Alma que pretende hablar,
su voz que canta y hace temblar las manos de la noche,
voz que reduce una inflación de rosas, surge del eco
mismo del estómago,
brota de la pintura del océano,
silba su rumorosa incertidumbre.
El alma es un corazón de espaldas, un beso contra la
pared;
es un acorazado pero roto, demediado y meramente
indicativo. El alma trata de una historia antigua, un
testamento en yiddish, padece
el síndrome del ahorcado, yace infectada de ácaros y
arena del desierto.
Tenemos este alma nihilista, básica y estéril,
un amago de dios, una patada a seguir a la melancolía de
los ángeles.
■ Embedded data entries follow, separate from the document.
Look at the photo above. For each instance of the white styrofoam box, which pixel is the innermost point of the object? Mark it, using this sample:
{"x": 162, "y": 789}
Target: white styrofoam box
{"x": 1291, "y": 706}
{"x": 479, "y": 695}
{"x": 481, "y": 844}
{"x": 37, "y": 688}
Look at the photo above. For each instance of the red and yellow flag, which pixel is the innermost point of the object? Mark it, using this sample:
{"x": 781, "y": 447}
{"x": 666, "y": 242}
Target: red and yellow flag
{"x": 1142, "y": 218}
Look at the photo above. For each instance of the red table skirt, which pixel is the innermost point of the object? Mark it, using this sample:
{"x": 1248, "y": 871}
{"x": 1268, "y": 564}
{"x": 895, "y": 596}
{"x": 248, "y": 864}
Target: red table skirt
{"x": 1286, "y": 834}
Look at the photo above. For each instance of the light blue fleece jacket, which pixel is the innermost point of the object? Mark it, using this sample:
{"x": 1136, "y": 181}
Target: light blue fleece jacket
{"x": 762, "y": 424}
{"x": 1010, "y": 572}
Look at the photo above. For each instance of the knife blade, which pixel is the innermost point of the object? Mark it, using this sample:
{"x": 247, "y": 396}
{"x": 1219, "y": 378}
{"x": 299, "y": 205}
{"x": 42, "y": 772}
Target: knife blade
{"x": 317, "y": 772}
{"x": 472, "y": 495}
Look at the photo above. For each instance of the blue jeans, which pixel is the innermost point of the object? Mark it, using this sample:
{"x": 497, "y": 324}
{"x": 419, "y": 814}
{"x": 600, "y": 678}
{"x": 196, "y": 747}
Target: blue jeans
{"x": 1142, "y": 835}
Pues sabemos de un Ángel
importante, uno de nieve o puré de patata,
ángel hecho de bolas de helado de chocolate y fresa,
dos sabores virtuales.
Ahora resulta imperativa la emoción final, el cónclave
indistinto, el recipiente frágil que contendrá la postura
indecisa, el partido
político, la conciencia. Al parecer, un serio porcentaje
del arte necesariamente habrá de ser
dividido por cero. Es preciso obtener
una incongruencia específica para seguir procurando (a
toda costa)
la proeza de vivir.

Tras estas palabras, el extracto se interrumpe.